Copilot Evaluation & the 2025 Copilot Report

Designed Copilot's core evaluation infrastructure and co-led the analysis of 37.5M conversations—the largest empirical study of AI usage ever conducted.

Federal Appointment

U.S. Census Bureau Scientific Advisory Board

Appointed by the Department of Commerce to advise on the design, operation, and modernization of how the U.S. measures its population and economy. Served 2022–2025.

In the Press

Featured in Major Outlets

My work has been covered in Science, The Atlantic, the Associated Press, Axios, ABC News, and international media.

Apple Maps

Building a Map of the World

Served as interim DRI for Apple's effort to build a map from scratch. Developed patented technology using mobile sensor data to detect and correct map errors at scale.

Scientific Impact

~50 Publications & Major Awards

Published in PNAS, Demography, SIGIR, and more. Authored Urban Analytics (Sage, 2018). Recognized with the AAG Distinguished Scholar Award, the ASA's Spatial Analysis & Intergovernmental Statistics (SPAIG) Award, and the Michael Breheny Prize.

University Leadership

Inaugural Chief Data Officer, CU Boulder

Directed strategy, institutional research, and digital transformation for a 35,000+ student institution. Led a team of 40+ staff and contractors.

Current Research

Active lines of inquiry at the frontier of AI measurement, user understanding, and evaluation theory.

01

Evaluating AI at Scale with LLM Judges

How do you know if an AI system is actually helping people?
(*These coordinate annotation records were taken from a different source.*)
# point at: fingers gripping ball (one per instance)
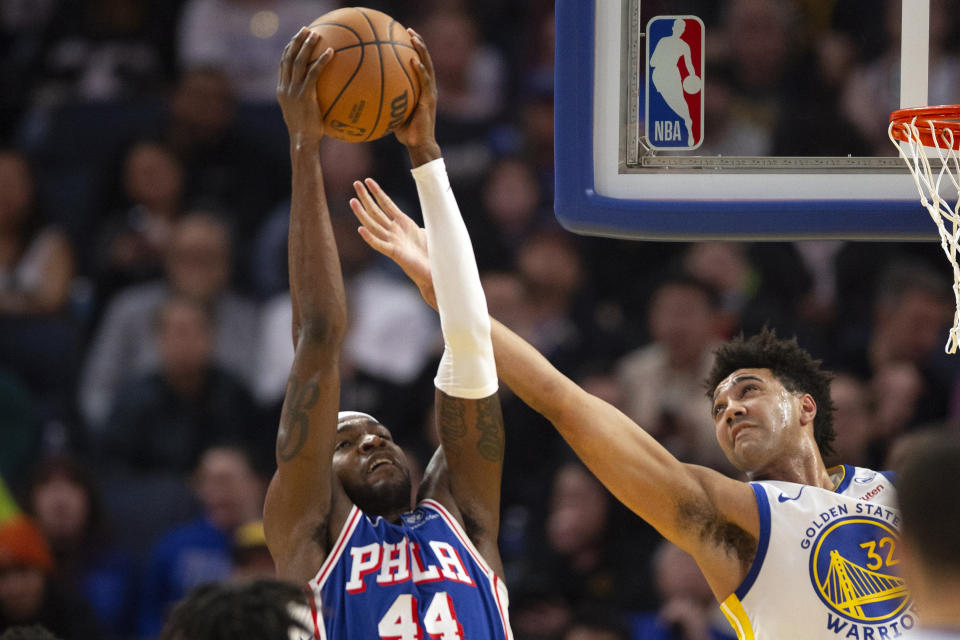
(369, 88)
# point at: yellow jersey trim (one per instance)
(737, 617)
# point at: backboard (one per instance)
(794, 122)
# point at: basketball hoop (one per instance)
(920, 134)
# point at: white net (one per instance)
(929, 178)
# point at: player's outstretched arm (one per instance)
(699, 509)
(299, 498)
(465, 474)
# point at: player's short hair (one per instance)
(791, 365)
(931, 520)
(260, 610)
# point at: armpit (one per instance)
(716, 530)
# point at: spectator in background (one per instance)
(760, 284)
(391, 335)
(36, 261)
(134, 239)
(196, 265)
(873, 90)
(268, 264)
(512, 211)
(471, 72)
(931, 528)
(37, 332)
(596, 624)
(103, 50)
(910, 380)
(262, 610)
(163, 420)
(591, 556)
(29, 594)
(244, 38)
(471, 75)
(688, 609)
(853, 422)
(198, 552)
(20, 426)
(662, 383)
(251, 558)
(66, 504)
(225, 166)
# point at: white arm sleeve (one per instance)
(467, 369)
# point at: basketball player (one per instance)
(802, 551)
(338, 514)
(931, 531)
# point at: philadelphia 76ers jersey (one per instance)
(417, 579)
(826, 563)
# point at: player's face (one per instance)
(371, 467)
(756, 419)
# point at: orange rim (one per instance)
(943, 118)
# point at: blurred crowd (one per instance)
(145, 318)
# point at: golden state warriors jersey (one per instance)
(826, 563)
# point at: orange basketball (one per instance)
(369, 87)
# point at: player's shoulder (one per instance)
(862, 483)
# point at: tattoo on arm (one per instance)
(452, 423)
(490, 424)
(296, 427)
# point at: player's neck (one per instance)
(803, 466)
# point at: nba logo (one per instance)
(674, 113)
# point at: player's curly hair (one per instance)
(791, 365)
(259, 610)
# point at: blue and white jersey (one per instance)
(420, 578)
(826, 563)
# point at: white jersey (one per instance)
(936, 634)
(825, 564)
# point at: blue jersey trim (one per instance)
(891, 476)
(763, 541)
(848, 473)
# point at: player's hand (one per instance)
(418, 133)
(297, 84)
(391, 232)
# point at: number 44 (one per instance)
(401, 622)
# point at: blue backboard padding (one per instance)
(580, 209)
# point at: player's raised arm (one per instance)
(465, 474)
(709, 515)
(298, 502)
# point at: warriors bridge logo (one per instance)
(853, 568)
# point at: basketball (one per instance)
(369, 88)
(692, 84)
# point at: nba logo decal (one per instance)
(674, 113)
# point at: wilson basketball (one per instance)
(369, 88)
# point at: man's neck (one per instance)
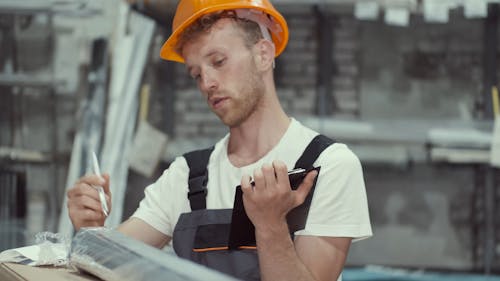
(257, 136)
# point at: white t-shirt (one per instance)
(339, 206)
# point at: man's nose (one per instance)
(208, 82)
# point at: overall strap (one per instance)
(313, 150)
(198, 177)
(297, 217)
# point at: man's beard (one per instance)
(246, 103)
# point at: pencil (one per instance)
(494, 101)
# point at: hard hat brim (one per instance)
(168, 50)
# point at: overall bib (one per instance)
(202, 235)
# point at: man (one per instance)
(228, 47)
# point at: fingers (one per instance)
(84, 205)
(246, 186)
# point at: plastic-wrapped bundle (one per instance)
(110, 255)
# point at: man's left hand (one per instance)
(271, 198)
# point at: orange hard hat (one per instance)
(188, 11)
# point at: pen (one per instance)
(102, 197)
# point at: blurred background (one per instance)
(409, 85)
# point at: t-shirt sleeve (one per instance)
(166, 199)
(339, 207)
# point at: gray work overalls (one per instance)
(202, 235)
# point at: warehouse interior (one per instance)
(408, 85)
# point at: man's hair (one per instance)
(250, 30)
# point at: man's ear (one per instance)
(264, 54)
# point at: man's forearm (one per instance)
(277, 256)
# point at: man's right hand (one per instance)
(84, 207)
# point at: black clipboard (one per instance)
(242, 231)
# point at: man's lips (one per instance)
(217, 101)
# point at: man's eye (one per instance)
(219, 62)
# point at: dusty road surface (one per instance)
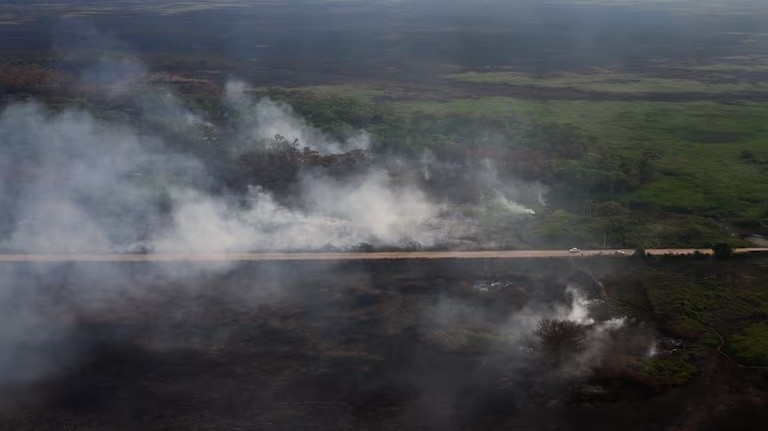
(214, 257)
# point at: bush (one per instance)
(558, 339)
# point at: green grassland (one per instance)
(611, 82)
(712, 157)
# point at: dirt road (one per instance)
(218, 257)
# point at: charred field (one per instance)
(366, 345)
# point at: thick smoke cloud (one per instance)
(82, 184)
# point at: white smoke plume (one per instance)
(260, 120)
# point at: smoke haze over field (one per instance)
(77, 182)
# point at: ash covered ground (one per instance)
(366, 345)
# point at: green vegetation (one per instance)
(750, 345)
(666, 371)
(607, 81)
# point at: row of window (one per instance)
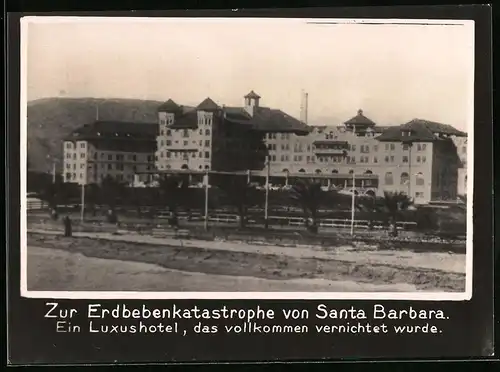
(184, 143)
(69, 145)
(183, 155)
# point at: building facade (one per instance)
(104, 148)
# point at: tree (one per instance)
(51, 193)
(173, 192)
(111, 189)
(241, 194)
(394, 203)
(92, 197)
(310, 197)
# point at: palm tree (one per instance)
(310, 197)
(172, 194)
(110, 190)
(240, 194)
(51, 193)
(394, 203)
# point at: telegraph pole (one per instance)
(353, 201)
(206, 200)
(266, 207)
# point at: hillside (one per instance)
(50, 119)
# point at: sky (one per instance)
(393, 72)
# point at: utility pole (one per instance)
(206, 200)
(53, 171)
(266, 207)
(353, 201)
(82, 210)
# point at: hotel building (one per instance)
(106, 148)
(421, 158)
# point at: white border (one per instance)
(422, 296)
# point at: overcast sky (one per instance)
(393, 72)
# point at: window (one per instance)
(389, 180)
(405, 178)
(419, 181)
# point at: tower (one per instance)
(251, 102)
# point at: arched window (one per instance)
(405, 178)
(389, 180)
(420, 179)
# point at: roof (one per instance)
(360, 120)
(115, 129)
(266, 119)
(169, 106)
(207, 105)
(252, 94)
(421, 131)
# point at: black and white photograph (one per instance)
(249, 158)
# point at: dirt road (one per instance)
(56, 270)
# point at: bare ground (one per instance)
(256, 265)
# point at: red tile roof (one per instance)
(421, 131)
(253, 95)
(169, 106)
(360, 120)
(115, 129)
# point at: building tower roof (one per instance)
(207, 105)
(252, 95)
(169, 106)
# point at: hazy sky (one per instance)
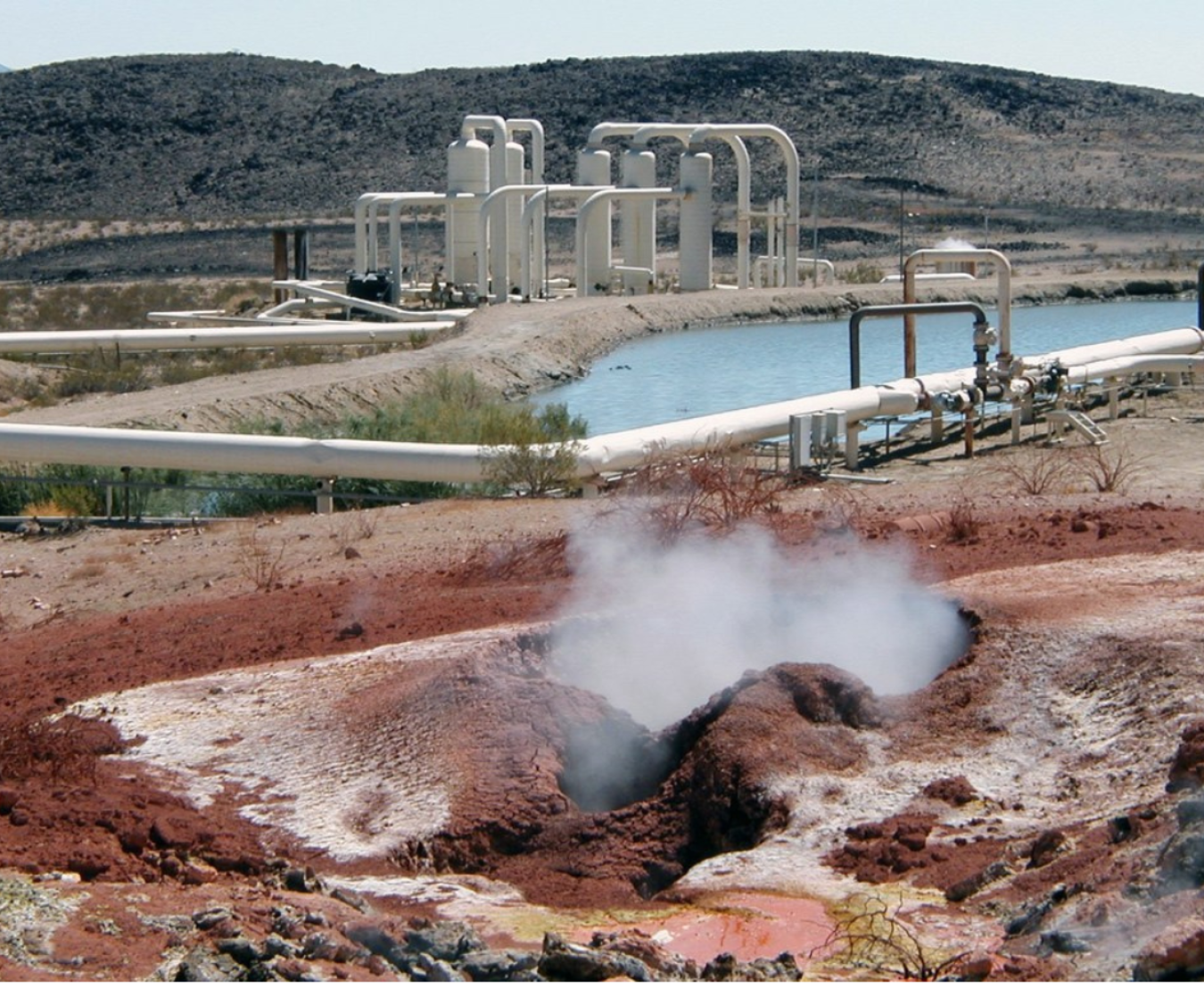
(1149, 42)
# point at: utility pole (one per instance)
(815, 226)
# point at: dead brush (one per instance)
(963, 522)
(873, 936)
(1035, 471)
(62, 751)
(260, 562)
(715, 491)
(1109, 469)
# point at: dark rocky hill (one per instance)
(236, 138)
(227, 135)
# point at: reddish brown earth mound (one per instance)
(740, 773)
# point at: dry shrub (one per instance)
(873, 936)
(516, 560)
(963, 522)
(714, 491)
(58, 749)
(1109, 469)
(1035, 470)
(259, 562)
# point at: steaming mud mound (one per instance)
(720, 767)
(1065, 732)
(458, 754)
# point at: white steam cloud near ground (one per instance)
(660, 629)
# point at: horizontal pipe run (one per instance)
(598, 454)
(202, 339)
(383, 309)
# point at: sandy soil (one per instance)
(370, 696)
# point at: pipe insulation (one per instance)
(202, 339)
(598, 454)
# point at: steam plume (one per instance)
(659, 629)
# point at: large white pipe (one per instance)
(467, 464)
(695, 223)
(202, 339)
(383, 309)
(498, 178)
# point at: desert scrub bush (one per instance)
(1109, 469)
(963, 522)
(61, 489)
(1035, 470)
(62, 749)
(261, 562)
(447, 406)
(536, 452)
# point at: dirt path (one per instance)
(515, 348)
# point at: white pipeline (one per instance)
(598, 454)
(202, 339)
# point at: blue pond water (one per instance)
(671, 376)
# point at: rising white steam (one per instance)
(657, 630)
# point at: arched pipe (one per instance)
(365, 258)
(901, 309)
(790, 154)
(942, 255)
(488, 210)
(743, 185)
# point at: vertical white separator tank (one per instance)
(637, 219)
(467, 175)
(515, 174)
(594, 170)
(696, 224)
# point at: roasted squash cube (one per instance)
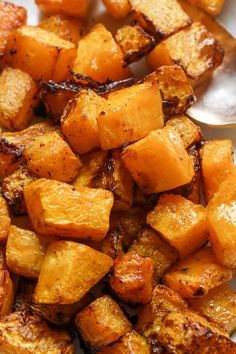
(94, 57)
(180, 222)
(35, 48)
(25, 252)
(159, 162)
(222, 223)
(129, 115)
(132, 278)
(216, 164)
(59, 209)
(198, 273)
(79, 121)
(194, 49)
(76, 8)
(21, 332)
(118, 9)
(64, 257)
(162, 19)
(130, 343)
(134, 42)
(102, 322)
(49, 156)
(17, 98)
(150, 244)
(219, 305)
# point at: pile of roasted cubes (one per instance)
(103, 232)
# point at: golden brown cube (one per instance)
(150, 244)
(160, 19)
(132, 278)
(134, 42)
(194, 49)
(102, 322)
(49, 156)
(96, 47)
(219, 305)
(41, 54)
(23, 333)
(198, 273)
(79, 121)
(216, 164)
(59, 209)
(79, 268)
(159, 162)
(17, 98)
(180, 222)
(25, 252)
(129, 115)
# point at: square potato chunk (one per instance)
(102, 322)
(96, 47)
(17, 99)
(180, 222)
(25, 252)
(68, 272)
(59, 209)
(159, 162)
(198, 273)
(160, 19)
(194, 49)
(129, 115)
(49, 156)
(23, 333)
(35, 48)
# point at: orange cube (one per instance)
(130, 114)
(100, 57)
(159, 162)
(180, 222)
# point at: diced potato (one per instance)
(194, 49)
(49, 156)
(68, 7)
(198, 273)
(80, 267)
(187, 332)
(67, 28)
(23, 333)
(130, 114)
(132, 278)
(36, 48)
(79, 121)
(59, 209)
(94, 57)
(12, 189)
(106, 170)
(162, 20)
(190, 133)
(150, 244)
(216, 164)
(17, 98)
(130, 343)
(118, 9)
(134, 42)
(222, 222)
(11, 18)
(102, 322)
(219, 305)
(159, 162)
(25, 252)
(180, 222)
(212, 7)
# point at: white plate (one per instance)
(98, 13)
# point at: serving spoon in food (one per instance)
(216, 97)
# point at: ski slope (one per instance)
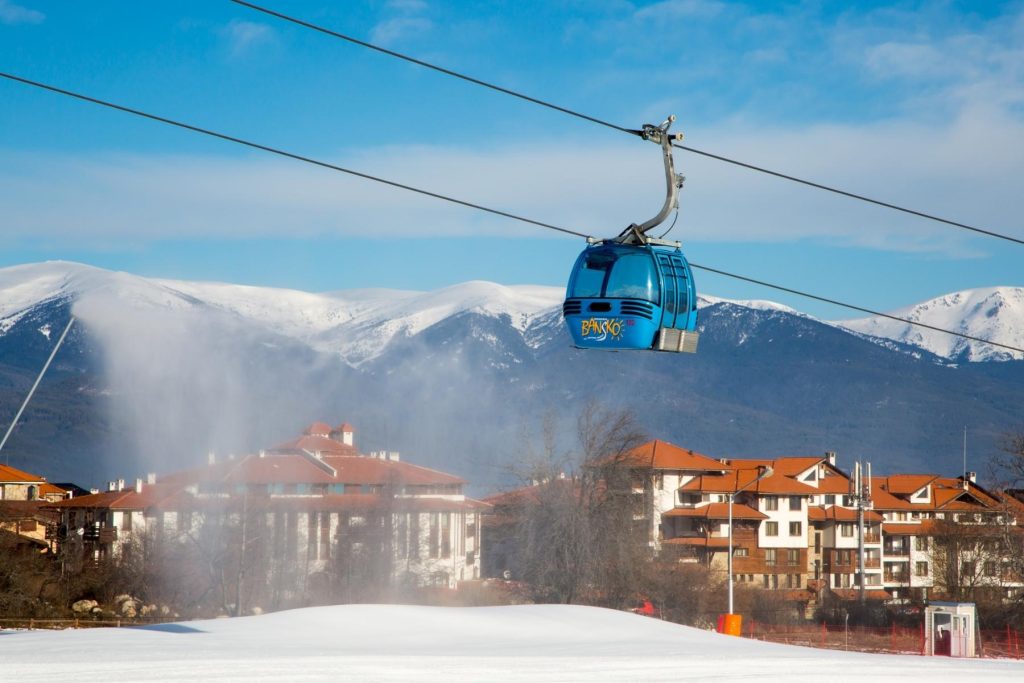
(412, 643)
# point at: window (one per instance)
(615, 272)
(433, 538)
(414, 536)
(445, 535)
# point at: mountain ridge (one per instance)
(160, 373)
(356, 324)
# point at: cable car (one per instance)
(634, 291)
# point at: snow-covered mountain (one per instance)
(995, 313)
(455, 376)
(358, 325)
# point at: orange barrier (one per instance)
(730, 625)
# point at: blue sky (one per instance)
(916, 103)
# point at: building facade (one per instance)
(313, 504)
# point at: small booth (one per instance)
(949, 629)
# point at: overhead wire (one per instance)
(453, 200)
(283, 153)
(608, 124)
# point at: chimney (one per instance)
(347, 433)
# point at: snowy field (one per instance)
(404, 643)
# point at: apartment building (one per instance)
(310, 500)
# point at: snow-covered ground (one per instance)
(406, 643)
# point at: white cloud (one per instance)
(244, 37)
(669, 10)
(966, 171)
(12, 13)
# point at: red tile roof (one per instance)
(740, 478)
(905, 484)
(699, 542)
(152, 496)
(318, 429)
(787, 465)
(12, 474)
(664, 456)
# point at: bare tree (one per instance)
(576, 522)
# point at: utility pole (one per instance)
(860, 493)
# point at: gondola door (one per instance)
(670, 291)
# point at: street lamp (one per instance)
(765, 472)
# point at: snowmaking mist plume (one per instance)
(186, 379)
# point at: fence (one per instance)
(1006, 643)
(84, 623)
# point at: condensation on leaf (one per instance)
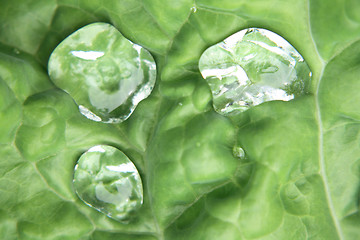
(251, 67)
(106, 74)
(108, 181)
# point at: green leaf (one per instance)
(300, 178)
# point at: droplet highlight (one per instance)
(251, 67)
(238, 152)
(105, 179)
(106, 74)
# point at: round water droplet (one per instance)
(105, 73)
(108, 181)
(251, 67)
(238, 152)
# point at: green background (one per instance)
(301, 176)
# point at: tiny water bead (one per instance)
(106, 74)
(238, 152)
(251, 67)
(108, 181)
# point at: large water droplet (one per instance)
(108, 181)
(251, 67)
(105, 73)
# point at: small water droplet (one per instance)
(251, 67)
(105, 73)
(105, 179)
(238, 152)
(193, 9)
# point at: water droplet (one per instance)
(105, 73)
(108, 181)
(251, 67)
(193, 9)
(238, 152)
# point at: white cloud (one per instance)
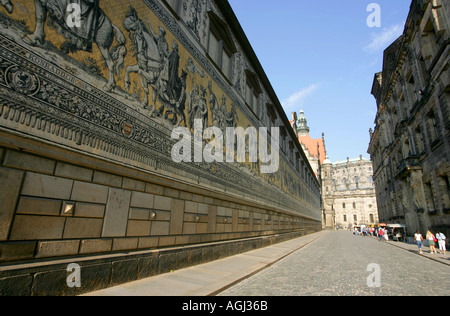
(388, 35)
(294, 101)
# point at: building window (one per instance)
(252, 92)
(221, 47)
(174, 5)
(433, 126)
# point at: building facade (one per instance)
(410, 146)
(87, 119)
(348, 194)
(314, 149)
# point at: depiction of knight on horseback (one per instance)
(95, 27)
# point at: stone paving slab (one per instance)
(342, 264)
(213, 277)
(426, 251)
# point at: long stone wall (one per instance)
(87, 174)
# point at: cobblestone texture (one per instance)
(336, 265)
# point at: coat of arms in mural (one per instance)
(95, 27)
(161, 79)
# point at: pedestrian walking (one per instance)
(441, 241)
(418, 239)
(380, 234)
(431, 242)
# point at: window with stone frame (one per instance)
(433, 126)
(174, 5)
(418, 138)
(221, 47)
(443, 101)
(252, 93)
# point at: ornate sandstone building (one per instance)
(314, 148)
(410, 146)
(89, 99)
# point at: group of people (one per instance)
(432, 239)
(381, 233)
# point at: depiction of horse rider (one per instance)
(94, 27)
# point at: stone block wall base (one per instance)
(49, 278)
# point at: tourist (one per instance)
(431, 242)
(441, 240)
(380, 234)
(418, 239)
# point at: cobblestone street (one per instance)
(337, 264)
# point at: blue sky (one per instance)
(322, 57)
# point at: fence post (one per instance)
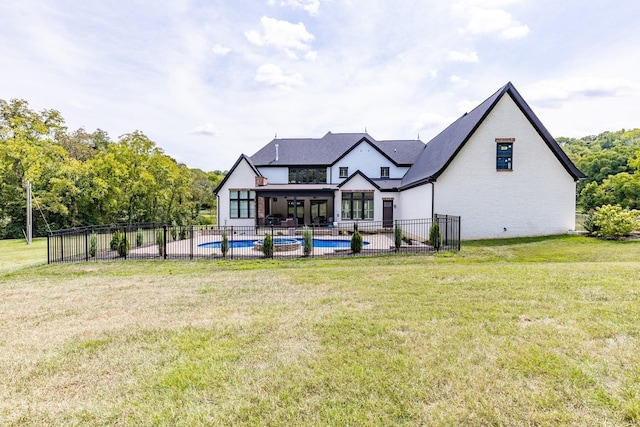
(164, 241)
(191, 234)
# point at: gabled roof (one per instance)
(235, 165)
(330, 148)
(382, 184)
(441, 150)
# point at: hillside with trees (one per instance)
(85, 178)
(611, 161)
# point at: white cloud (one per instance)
(554, 92)
(206, 129)
(310, 6)
(462, 56)
(488, 18)
(273, 75)
(281, 34)
(457, 80)
(220, 50)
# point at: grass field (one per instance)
(517, 332)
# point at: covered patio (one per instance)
(295, 205)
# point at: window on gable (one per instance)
(304, 175)
(242, 203)
(504, 156)
(357, 205)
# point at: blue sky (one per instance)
(208, 80)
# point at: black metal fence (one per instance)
(162, 241)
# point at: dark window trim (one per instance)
(302, 175)
(362, 196)
(235, 213)
(504, 154)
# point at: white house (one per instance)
(496, 167)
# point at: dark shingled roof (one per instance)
(440, 151)
(331, 148)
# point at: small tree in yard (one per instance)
(356, 241)
(267, 246)
(307, 237)
(160, 240)
(123, 245)
(139, 237)
(93, 245)
(224, 245)
(397, 236)
(435, 237)
(613, 222)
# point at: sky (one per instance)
(209, 80)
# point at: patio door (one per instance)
(387, 213)
(319, 212)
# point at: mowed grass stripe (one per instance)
(417, 340)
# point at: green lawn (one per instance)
(517, 332)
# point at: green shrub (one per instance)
(139, 237)
(123, 245)
(435, 237)
(589, 223)
(174, 230)
(160, 240)
(183, 233)
(224, 245)
(397, 236)
(267, 246)
(115, 240)
(613, 221)
(307, 237)
(356, 241)
(93, 245)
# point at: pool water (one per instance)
(317, 243)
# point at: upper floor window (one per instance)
(504, 156)
(306, 175)
(242, 203)
(357, 205)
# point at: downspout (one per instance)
(433, 199)
(218, 210)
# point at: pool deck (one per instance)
(377, 242)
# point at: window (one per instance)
(242, 203)
(304, 175)
(504, 156)
(357, 205)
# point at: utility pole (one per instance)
(29, 214)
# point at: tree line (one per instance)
(611, 161)
(85, 178)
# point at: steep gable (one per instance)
(331, 148)
(441, 150)
(243, 158)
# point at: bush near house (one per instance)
(612, 221)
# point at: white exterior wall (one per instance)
(414, 203)
(536, 198)
(358, 183)
(367, 160)
(275, 175)
(242, 178)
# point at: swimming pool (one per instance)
(317, 243)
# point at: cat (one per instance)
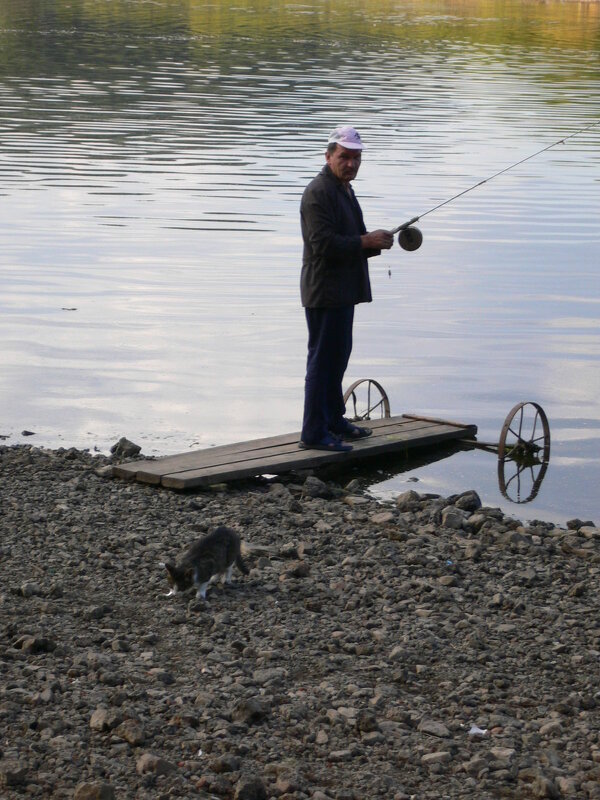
(214, 554)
Building complex agentic evaluation systems that use LLM judges to assess product experiences in real time. This work lands as Copilot’s primary KPI—the Session Success Rate—which Microsoft AI CEO Mustafa Suleyman discusses in the press as the metric he optimizes above all others. These systems go beyond simple accuracy to evaluate whether conversations are genuinely useful, safe, and aligned with what users need—across millions of interactions.

02

Synthetic Users & Simulation-Based Intelligence

Can you build synthetic agents realistic enough to pass a Turing test—and then scale them?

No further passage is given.